Le dafnie – dei piccoli crostacei cladoceri che compongono il plancton di molti ambienti lacustri – sono conosciute anche come pulci d'acqua e sono riuscite ad affrontare l'eccessiva predazione, sviluppando cambiamenti morfologici e comportamentali in grado di limitare l'azione dei predatori. Questo almeno secondo un team molto variegato di scienziati appartenenti a due differenti università di Kyoto e a un'università sudcoreana a Yongin, che hanno lavorato insieme per diversi anni nel tentativo di spiegare l'origine della plasticità fenotipica di questo gruppo di artropodi. Uno studio che ha permesso loro di pubblicare un articolo su Freshwater Biology, una delle riviste di settore più importanti relative allo studio degli ecosistemi di acqua dolce.
Il genere Daphnia d'altronde è storicamente legato al dibattito sulle forme e le dimensioni standard di questi animali. Come spiegato in moltissimi corsi di laurea che prevedono lo studio degli ecosistemi delle acque interne, le specie appartenenti a questo gruppo possono cambiare forma, presentando degli "spuntoni" sul loro carapace qualora la pressione predatoria rischi di ridurre troppo la popolazione. Questi strumenti difensivi, infatti, rendono molto più difficoltosa la loro ingestione e permettono alle dafnie di sopravvivere, soprattutto nei momenti di massima siccità, quando sono più vulnerabili.
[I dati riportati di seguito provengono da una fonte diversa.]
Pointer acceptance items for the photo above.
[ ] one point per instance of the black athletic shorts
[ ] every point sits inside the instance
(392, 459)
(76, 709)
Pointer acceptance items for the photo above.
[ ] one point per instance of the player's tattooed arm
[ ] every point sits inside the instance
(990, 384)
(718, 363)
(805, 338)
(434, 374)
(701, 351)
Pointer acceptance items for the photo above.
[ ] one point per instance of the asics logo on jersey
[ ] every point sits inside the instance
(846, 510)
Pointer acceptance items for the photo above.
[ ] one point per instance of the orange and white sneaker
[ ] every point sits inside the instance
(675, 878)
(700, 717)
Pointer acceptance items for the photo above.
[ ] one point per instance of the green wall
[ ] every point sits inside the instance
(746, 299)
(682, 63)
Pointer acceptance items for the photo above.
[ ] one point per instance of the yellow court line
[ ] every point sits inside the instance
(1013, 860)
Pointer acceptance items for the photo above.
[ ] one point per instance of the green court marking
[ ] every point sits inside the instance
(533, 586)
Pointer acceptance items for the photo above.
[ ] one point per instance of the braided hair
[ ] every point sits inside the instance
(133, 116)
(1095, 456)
Le scoperte effettuate dal team hanno permesso però definitivamente di confermare un'altra teoria da molto tempo legata a queste creature, stabilendo di fatto una relazione precisa tra i cambiamenti nella dimensione corporea delle dafnie e le preferenze da parte dei predatori verso una determinata misura. Secondo infatti buona parte degli zoologi, questi crostacei cercherebbero di eludere il comportamento predatorio cambiando di generazione in generazione le dimensioni del proprio corpo, così da non abituarli ad un'unica taglia riuscendo così a sfuggirgli. Un fattore che diminuisce enormemente il numero di esemplari uccisi in particolar modo dalle larve di Chaoborus, note anche come moscerino fantasma, che preferiscono prede molto più piccole, o dai piccoli pesci, che preferiscono invece prede più grandi.
I risultati dello studio hanno quindi dimostrato che sono gli esemplari di taglia media a rischiare di essere maggiormente cacciati, visto che rientrano nell'intervallo di tutte le tipologie di predatori, grandi e piccoli. Ed inoltre sembra che sono le larve degli insetti ad esercitare una maggiore influenza sugli stili di vita di questi crostacei e sul loro cambiamento morfologico. I pesci infatti, per quanto altamente impattanti per alcune popolazioni, risultano essere dei predatori meno efficaci nei confronti di questi crostacei ed effettuano una pressione inferiore sul loro eventuale declino all'interno di un lago o di un fiume.
La strategia vitale quindi di mutare la propria morfologia e dimensioni con il passare delle generazioni sarebbe quindi una risposta maggiormente "pensata" nei confronti dei numerosi insetti che si nutrono di invertebrati nei corsi delle acque interne, tra cui anche molte specie che vengono utilizzati dai biologi durante il loro monitoraggi inerenti la qualità ambientale.
Nel complesso, gli esemplari di Daphnia di taglia piccola e media esprimono quindi un più alto grado di plasticità morfologica spinta dai predatori rispetto alle altre dafnie e alle altre specie di crostacei. «È stato dimostrato che questa plasticità fenotipica è espressa da una varietà di fattori, tra cui il tipo di predatore, la modalità predatore e la densità – ha affermato l'autore corrispondente Mariko Nagano della Kyoto University of Advanced Science. – Sono tuttavia i piccoli predatori come le larve di alcuni insetti a risultare il peggior pericolo per questi animali, tanto che il meccanismo da noi analizzato può essere visto maggiormente come una strategia di difesa nei confronti di queste specie rispetto a quelle di maggiori dimensione».